Aliens have never been more attractive


Each generation receives the alien invasion that its time demands. In 1938, brewing conflicts in Europe meant that a radio broadcast of “The War of the Worlds” became a news event that caused panic in the United States. In the McCarthy era, manufactured paranoia about communists led to films such as “Invasion of the Body Snatchers” (1956) and “I Married a Monster from Outer Space” (1958). The terrors of the Cold War coincided with the elusive xenomorph of “Alien” (1979), a sentient creature willing to destroy humanity to ensure its own survival.

Then, in 1982, just a few years before perestroika, “ET the Extraterrestrial” introduced a different kind of alien: a lovable, empathetic being in need of human help. This heralded a new (open-minded, almost scientific) attitude in shows like “Star Trek: The Next Generation” (1987-94) and “The X-Files” (which first aired from 1993 to 2002), which which led to comedy. , the definitive rejection of alien exceptionalism. Sci-fi comedies like “3rd Rock From the Sun” (1996-2001) and “The Neighbors” (2012-14) treated visitors from other worlds not unlike the Beverly Hillbillies: just more fish out of water.

However, today, a news topic that was once the exclusive domain of the tabloids has entered the mainstream media. Last summer, a congressional subcommittee heard testimony about the discovery of non-human “biological products” at UFO crash sites.
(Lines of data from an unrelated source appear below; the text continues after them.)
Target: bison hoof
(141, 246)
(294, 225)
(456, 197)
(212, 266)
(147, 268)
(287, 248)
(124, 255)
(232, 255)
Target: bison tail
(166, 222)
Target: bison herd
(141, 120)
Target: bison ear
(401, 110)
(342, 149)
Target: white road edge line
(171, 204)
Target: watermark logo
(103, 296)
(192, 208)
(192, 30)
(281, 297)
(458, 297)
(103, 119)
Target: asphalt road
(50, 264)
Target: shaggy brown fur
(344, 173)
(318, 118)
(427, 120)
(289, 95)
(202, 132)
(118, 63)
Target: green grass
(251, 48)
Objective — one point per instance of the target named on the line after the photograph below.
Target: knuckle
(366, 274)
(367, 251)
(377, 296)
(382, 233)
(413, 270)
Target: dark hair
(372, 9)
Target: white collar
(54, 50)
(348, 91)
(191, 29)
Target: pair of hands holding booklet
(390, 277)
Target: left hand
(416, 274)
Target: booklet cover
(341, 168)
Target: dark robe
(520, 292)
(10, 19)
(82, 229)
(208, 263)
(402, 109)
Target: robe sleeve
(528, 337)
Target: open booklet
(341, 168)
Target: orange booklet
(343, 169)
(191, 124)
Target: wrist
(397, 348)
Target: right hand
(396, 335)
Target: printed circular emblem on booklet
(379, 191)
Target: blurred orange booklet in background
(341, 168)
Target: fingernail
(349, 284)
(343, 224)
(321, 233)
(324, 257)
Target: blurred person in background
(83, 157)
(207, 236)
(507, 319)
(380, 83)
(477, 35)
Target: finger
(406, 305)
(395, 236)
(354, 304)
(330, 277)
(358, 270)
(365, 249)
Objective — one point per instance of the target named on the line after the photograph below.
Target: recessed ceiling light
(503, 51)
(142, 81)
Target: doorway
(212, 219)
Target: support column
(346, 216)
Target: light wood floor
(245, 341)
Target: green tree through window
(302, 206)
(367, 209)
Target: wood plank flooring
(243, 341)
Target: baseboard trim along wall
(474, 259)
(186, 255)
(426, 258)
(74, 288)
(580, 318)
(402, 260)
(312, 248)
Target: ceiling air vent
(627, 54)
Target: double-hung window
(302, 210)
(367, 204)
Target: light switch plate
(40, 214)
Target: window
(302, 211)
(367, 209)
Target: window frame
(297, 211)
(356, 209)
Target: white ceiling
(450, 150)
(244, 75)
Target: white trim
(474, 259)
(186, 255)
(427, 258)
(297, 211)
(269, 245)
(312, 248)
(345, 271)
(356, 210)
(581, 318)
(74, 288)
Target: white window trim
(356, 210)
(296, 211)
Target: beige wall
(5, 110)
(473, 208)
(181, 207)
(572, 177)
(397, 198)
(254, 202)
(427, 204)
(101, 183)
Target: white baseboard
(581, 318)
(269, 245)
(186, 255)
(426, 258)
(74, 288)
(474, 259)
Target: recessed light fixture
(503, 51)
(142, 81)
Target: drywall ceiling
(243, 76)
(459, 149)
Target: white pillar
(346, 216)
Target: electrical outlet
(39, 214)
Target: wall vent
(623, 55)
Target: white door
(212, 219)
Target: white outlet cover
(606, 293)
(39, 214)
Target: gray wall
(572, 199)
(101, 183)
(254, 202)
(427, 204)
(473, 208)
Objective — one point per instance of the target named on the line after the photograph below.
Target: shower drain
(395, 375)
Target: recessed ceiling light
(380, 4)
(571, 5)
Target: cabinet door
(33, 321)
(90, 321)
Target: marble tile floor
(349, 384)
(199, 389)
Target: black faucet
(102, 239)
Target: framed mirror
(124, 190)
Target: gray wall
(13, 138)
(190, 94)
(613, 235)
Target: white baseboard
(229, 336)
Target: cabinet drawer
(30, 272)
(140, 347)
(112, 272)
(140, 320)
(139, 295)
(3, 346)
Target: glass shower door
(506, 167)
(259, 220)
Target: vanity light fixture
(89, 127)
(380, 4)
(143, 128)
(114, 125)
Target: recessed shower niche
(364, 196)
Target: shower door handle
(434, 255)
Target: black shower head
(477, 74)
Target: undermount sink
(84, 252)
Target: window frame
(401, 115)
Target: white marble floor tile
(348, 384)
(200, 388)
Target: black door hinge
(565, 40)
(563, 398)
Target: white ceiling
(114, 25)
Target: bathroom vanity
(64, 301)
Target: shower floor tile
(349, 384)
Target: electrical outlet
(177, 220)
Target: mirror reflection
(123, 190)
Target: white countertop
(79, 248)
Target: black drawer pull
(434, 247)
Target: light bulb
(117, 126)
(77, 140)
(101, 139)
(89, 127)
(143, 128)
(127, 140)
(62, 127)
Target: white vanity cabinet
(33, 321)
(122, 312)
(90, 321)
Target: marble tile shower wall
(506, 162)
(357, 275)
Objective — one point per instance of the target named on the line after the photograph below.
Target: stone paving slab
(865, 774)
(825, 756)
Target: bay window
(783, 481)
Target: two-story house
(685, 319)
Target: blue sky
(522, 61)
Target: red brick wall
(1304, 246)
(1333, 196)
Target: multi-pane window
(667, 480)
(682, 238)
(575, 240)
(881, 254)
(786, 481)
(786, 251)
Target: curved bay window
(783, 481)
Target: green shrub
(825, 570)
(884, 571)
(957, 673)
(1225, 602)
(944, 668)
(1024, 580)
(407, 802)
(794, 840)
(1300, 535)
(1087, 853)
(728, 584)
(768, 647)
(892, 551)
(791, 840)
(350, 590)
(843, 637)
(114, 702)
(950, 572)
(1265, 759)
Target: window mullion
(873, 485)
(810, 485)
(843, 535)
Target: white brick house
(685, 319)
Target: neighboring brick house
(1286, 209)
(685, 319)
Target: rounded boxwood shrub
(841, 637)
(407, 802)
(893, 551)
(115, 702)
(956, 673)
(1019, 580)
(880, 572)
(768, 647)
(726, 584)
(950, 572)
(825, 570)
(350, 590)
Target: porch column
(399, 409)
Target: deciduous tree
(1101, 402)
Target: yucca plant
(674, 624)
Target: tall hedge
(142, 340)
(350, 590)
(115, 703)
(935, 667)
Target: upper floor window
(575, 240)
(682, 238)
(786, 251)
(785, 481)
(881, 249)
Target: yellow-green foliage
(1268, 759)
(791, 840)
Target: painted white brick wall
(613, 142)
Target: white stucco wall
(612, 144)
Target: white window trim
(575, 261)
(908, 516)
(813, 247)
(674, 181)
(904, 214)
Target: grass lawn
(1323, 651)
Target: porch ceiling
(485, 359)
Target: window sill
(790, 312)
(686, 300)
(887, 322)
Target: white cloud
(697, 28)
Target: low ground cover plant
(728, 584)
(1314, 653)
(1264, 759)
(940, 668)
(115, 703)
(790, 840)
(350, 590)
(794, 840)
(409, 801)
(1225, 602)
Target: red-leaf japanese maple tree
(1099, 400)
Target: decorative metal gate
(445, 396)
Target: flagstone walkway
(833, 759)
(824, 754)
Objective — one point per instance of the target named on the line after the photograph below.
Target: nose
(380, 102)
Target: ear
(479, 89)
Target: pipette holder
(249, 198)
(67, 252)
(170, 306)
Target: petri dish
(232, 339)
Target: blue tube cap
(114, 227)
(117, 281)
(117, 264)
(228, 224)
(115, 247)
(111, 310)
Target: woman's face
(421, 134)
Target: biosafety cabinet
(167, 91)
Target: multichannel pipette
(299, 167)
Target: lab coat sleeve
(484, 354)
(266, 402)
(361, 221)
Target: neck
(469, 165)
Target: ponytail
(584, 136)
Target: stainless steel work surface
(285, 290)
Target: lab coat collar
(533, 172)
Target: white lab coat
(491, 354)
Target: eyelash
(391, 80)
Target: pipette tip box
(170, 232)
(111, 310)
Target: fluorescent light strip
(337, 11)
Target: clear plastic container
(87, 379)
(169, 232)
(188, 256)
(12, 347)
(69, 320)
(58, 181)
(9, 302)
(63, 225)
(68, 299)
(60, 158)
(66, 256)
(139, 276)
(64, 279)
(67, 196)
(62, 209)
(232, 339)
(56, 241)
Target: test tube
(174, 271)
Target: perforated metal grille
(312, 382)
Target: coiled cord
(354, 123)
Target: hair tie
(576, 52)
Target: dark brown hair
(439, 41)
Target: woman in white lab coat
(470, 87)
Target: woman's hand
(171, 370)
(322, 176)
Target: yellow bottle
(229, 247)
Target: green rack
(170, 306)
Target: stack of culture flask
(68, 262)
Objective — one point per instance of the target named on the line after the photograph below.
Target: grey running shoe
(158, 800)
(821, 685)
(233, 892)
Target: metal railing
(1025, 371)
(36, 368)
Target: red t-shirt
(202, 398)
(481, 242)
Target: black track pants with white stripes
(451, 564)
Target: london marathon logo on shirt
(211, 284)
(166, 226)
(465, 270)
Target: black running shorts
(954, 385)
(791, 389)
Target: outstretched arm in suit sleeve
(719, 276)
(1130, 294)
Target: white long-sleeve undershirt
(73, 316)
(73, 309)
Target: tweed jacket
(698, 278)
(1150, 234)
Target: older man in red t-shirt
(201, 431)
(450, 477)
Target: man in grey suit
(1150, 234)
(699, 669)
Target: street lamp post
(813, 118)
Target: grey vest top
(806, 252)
In “The Little Book of Extraterrestrials” (2023), astrophysicist Adam Frank argues that we are closer than ever to being able to search for possible signs of civilization in outer space, just in time for a population that feels alienated from life in the outside. Land.

The new generation of alien-focused pop culture reflects that shift, in which suspicion and fear have been replaced by something closer to affinity. In Marc Turtletaub’s 2023 film “Jules,” Milton (Ben Kingsley) feels a kind of kinship with the alien (Jade Quon) whose ship crashes in his backyard. The newcomer ends up being more protective of 70-something Milton and his friends than the local cops have been; when the feds show up, the older ones take the alien’s side.

There has been a parallel relaxation in attitudes toward those who claim to have had contact with extraterrestrials, such as David Huggins, the subject of Brad Abrahams’ 2017 documentary, “Love & Saucers,” who described his decades of alleged encounters, sexual and otherwise. type, with aliens in a series of cheeky paintings. More recently, the isolation of the pandemic left many of us seeking connection in places we had never considered before. For Courtney Gilbert, curator of “Sightings” – a recent show exploring the human experience of the extraterrestrial at the Sun Valley Museum of Art in Ketchum, Idaho – that openness provides a possible explanation for the increase in sightings of unidentified anomalous phenomena. that has happened since the lockdown. The other, she says, is that “we were all more outside, looking up.”

In one work in the show, “Self-Fulfilling Prophecy II” (2023) by Cable Griffith, an abstract alien object, sketched by his 7-year-old son, floats above a neighbor’s house. The effect is disarming: the unknown juxtaposed with the painfully mundane surroundings of the suburbs. And in “Domestic Visitation I, II, and III” (2023), a dyed fabric canvas onto which Griffith heat-transferred images of famous alleged UFO sightings along with other AI-generated spacecraft, it’s almost as if the aliens were artistic collaborators. “It was important to me that they weren’t my own imagination,” Griffith says. “The images belonged to everyone and no one.” After all, one of the last things humans have in common is the allure of the non-human: hope from above.